Texts: Nehemiah 8:1-10; Luke 4:14-21
If there is a place in sermon writing with which I struggle, it is the opening paragraph. Usually, if I can get my opening then the rest of the sermon will come clearly into focus. Often, when I comment to someone that I am stuck with my beginning, they will suggest that I go ahead and write the middle or the end and come back to the beginning. Rarely, if ever, has that worked for me. It seems, at least for me, that there is a progression or sequence to writing. Over time I have learned to appreciate this beginning struggle. Yes, it sometimes causes me panic, especially when it’s 6:00 p.m. on Saturday evening and I have written my opening paragraph at least ten times and I’m still looking at a blank computer screen.
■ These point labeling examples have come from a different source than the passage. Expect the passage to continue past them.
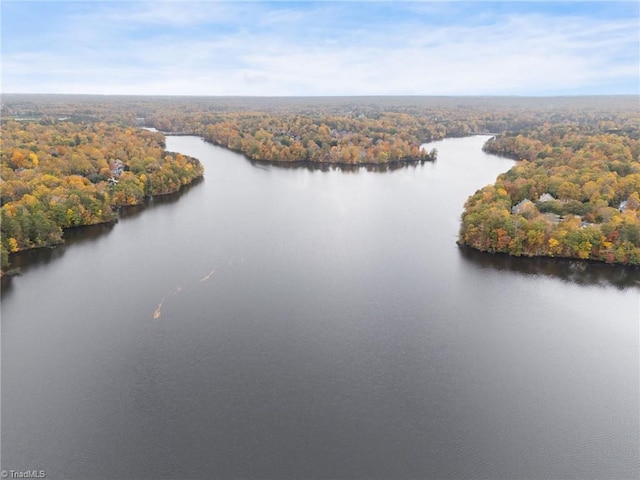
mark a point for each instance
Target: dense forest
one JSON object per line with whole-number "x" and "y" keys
{"x": 62, "y": 174}
{"x": 573, "y": 193}
{"x": 71, "y": 160}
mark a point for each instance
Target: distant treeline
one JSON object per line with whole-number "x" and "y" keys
{"x": 574, "y": 193}
{"x": 69, "y": 160}
{"x": 61, "y": 174}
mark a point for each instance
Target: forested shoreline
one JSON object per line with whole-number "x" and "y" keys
{"x": 60, "y": 174}
{"x": 573, "y": 193}
{"x": 72, "y": 160}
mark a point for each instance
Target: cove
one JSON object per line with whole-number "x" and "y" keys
{"x": 317, "y": 324}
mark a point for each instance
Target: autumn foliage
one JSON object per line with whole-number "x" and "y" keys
{"x": 58, "y": 175}
{"x": 574, "y": 194}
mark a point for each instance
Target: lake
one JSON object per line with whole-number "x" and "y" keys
{"x": 297, "y": 323}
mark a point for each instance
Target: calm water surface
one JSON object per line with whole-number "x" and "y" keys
{"x": 288, "y": 323}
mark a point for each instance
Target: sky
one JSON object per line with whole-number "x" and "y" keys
{"x": 318, "y": 48}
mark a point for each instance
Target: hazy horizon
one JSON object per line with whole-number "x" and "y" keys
{"x": 321, "y": 49}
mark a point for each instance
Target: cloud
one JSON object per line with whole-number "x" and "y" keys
{"x": 216, "y": 48}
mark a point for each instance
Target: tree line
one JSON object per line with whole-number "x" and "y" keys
{"x": 574, "y": 193}
{"x": 61, "y": 174}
But in the end, if I can wrestle with the beginning I can usually see my way clear to what it is that I want to say. I thought about my sermon writing experience as I read Luke 4 and struggled with how to preach on this very familiar text.
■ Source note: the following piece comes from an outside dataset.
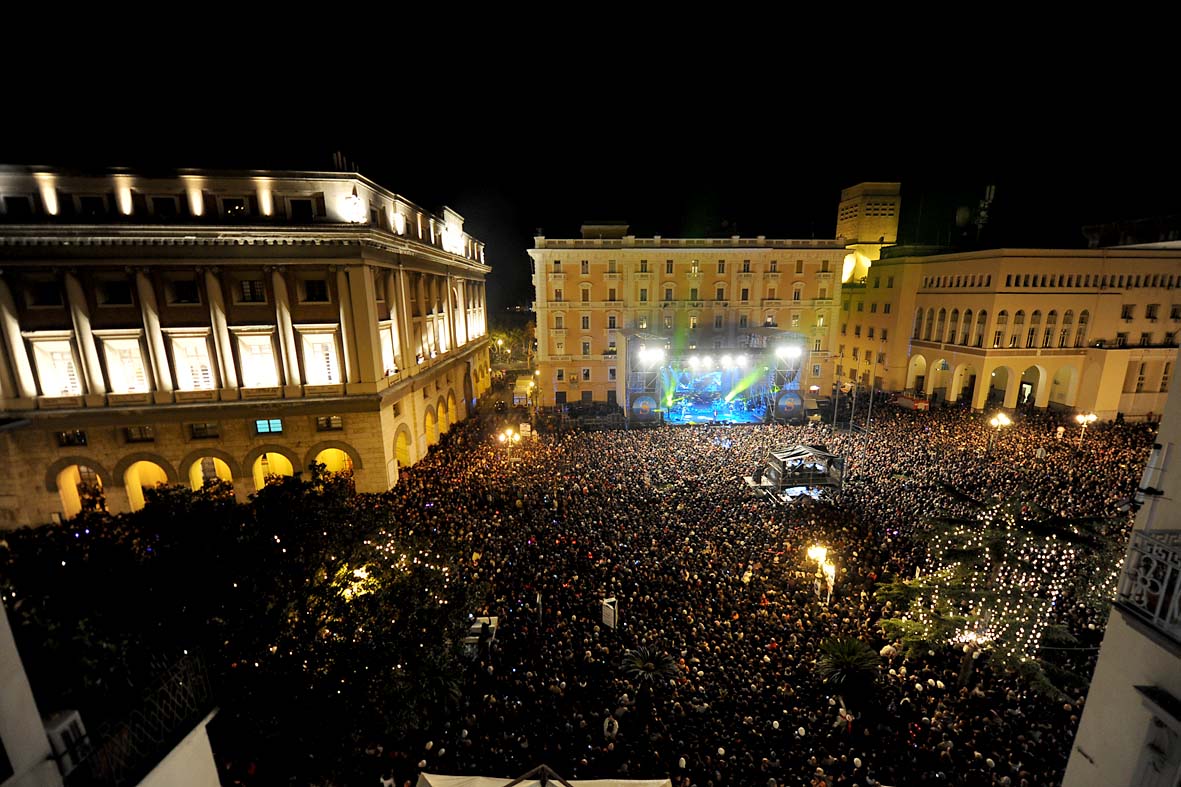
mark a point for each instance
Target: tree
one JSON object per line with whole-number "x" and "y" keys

The words of Luke 4 are familiar to our church. Much like Micah 6:8 they have guided us in our understanding of what it means to live out our faith. They are the only words of scripture that we have inscribed on a plaque hanging in our church. Do you know where? Underneath Bill Finlator’s picture in our fellowship hall. I don’t know if Luke 4:18-19 was Bill’s favorite scripture, but it sure shaped his ministry—a ministry that brought good news to the poor, that proclaimed release to the captives, sight to the blind, and freedom to those oppressed. Yes, Bill resisted what so many of us do when we read these words. We read them and think that they are only about Jesus—about his anointing and ministry. But the truth is that these words are for each of us who claim to be people of faith; who have been baptized, however that looks in our various traditions. We are the anointed ones—the very people whom God’s Spirit rests upon—the ones who are to bring good news to the poor, proclaim release to the captives, restore sight to the blind, and set the oppressed free. But I’m getting ahead of myself.